Promoting Violence-Free Areas

In order to create a violence-free educational system, one of the approaches taken by Komnas Perempuan is to integrate Gender-Perspective Human Rights (HAMBG) values, which cover gender justice, non-discrimination, and the prevention and handling of sexual violence.

Together with Komnas Perempuan, Alim has developed an instrument called “Standard Setting for Violence-Free Areas in Educational Institutions”, also known as the Policy Quality Index (IKK).

Published in 2022, the IKK was created with the hope of integrating HAMBG values and increasing the awareness of the values among students, teachers, and the educational institutions themselves.

By using the IKK, Komnas Perempuan will be able to assess how far HAMBG values have been incorporated into the students' character, curriculum, and teachers' capabilities.

The IKK was drafted by Komnas Perempuan in 2020 and it has been continuously improved, including during Alim's participation in the Short Course in 2021.

“The inputs given by the speakers from Australia were something I considered important. The Short Course has given me insights on how to implement the IKK in accordance with human rights,” she said.

“The tools we developed were strengthened and improved during the Short Course to be more effective.”
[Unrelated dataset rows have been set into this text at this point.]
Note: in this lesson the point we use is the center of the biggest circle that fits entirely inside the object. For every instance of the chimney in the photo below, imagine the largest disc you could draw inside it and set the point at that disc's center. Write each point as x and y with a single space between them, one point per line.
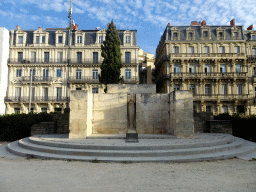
203 23
232 22
250 27
194 23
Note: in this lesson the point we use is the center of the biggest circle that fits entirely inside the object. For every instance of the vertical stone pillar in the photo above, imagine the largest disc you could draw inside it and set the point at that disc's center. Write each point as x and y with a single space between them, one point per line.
181 114
78 124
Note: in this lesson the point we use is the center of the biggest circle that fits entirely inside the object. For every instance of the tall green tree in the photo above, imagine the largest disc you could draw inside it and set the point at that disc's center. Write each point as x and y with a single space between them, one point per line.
112 63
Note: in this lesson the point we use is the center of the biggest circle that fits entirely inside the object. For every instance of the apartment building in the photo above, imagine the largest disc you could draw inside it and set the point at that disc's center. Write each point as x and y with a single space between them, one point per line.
4 52
45 65
217 63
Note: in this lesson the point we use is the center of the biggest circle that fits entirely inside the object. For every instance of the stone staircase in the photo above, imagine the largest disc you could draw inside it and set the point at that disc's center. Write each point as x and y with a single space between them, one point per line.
151 148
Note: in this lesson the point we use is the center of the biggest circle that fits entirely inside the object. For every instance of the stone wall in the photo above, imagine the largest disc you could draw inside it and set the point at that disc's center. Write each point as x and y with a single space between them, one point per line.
152 113
109 114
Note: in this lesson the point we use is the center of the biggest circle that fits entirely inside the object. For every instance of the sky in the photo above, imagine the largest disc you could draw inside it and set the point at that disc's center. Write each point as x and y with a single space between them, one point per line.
148 17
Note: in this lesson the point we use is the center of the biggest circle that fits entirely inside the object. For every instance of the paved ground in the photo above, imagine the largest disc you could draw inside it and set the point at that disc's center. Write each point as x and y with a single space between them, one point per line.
18 174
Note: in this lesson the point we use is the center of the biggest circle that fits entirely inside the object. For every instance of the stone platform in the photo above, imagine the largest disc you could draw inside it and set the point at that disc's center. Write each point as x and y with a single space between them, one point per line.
150 148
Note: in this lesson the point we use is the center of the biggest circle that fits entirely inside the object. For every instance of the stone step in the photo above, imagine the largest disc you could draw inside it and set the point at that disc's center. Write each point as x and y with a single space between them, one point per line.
144 144
24 143
246 149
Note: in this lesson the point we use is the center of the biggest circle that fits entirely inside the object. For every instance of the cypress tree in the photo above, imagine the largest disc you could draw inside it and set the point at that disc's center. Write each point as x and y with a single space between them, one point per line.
112 63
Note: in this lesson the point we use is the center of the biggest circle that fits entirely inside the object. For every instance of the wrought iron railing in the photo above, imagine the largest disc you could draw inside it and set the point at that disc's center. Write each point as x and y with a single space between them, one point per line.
36 99
83 79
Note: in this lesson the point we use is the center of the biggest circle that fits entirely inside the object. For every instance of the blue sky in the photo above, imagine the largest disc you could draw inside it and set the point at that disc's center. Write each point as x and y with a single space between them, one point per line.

Alim also mentioned that another Short Course participant from LBH APIK (Legal Aid Institute for the Indonesian Women's Association for Justice) was involved in giving input to the IKK.

“Receiving input from various experts also made us confident in using the tools for monitoring educational institutions,” Alim said.

From January to September 2023, Alim and other colleagues from Komnas Perempuan visited three State Islamic Universities; IAIN Lampung, UIN Semarang, and UIN Samarinda, to monitor the implementation of the IKK and provide capacity building on sexual violence issues to the universities' senior leaders.

Alim stated that after the monitoring, there had been an increase in awareness among the university management regarding sexual violence issues.

Currently, Komnas Perempuan is in the process of developing an indicator similar to the IKK to be applied within the scope of the Ministry of State-Owned Enterprises and State-Owned Enterprises.

The Bittersweet Life of Alim

Amidst the bustle of her career as a commissioner, Alim is also actively engaged in Islamic organisations in Indonesia, such as Aisyiyah, Majlis Tarjih, and Tajdid of Muhammadiyah.

Alim felt the Short Course would help her educate the Muslim community while still upholding human rights values.

“I teach how to respect the diversity that exists in our everyday life,” Alim mentioned how she has discussed the obligation to wear a hijab for women without condemning those with differing opinions.

“I emphasise not to use the majority views as the absolute truth,” she adds.

Looking into Alim’s memoir titled “Takdir di Ujung Ikhtiar”, one can see a life story filled with not only impressive feats and achievements but also struggles and hardships.

There was a time when Alim was almost sent to the United States to work as a nanny because her family's financial condition hindered her from continuing her studies after graduating from high school.

However, her strong determination eventually led her to achieve a higher education, and even become a professor.

When speaking about her future goals, Alim repeatedly expressed her gratitude to God for what she accomplished, from working as a lecturer to being appointed Commissioner of Komnas Perempuan.

“My dream now is how I can manifest my thoughts into reality for the sake of a better future, and so all people can live comfortably regardless of their background.”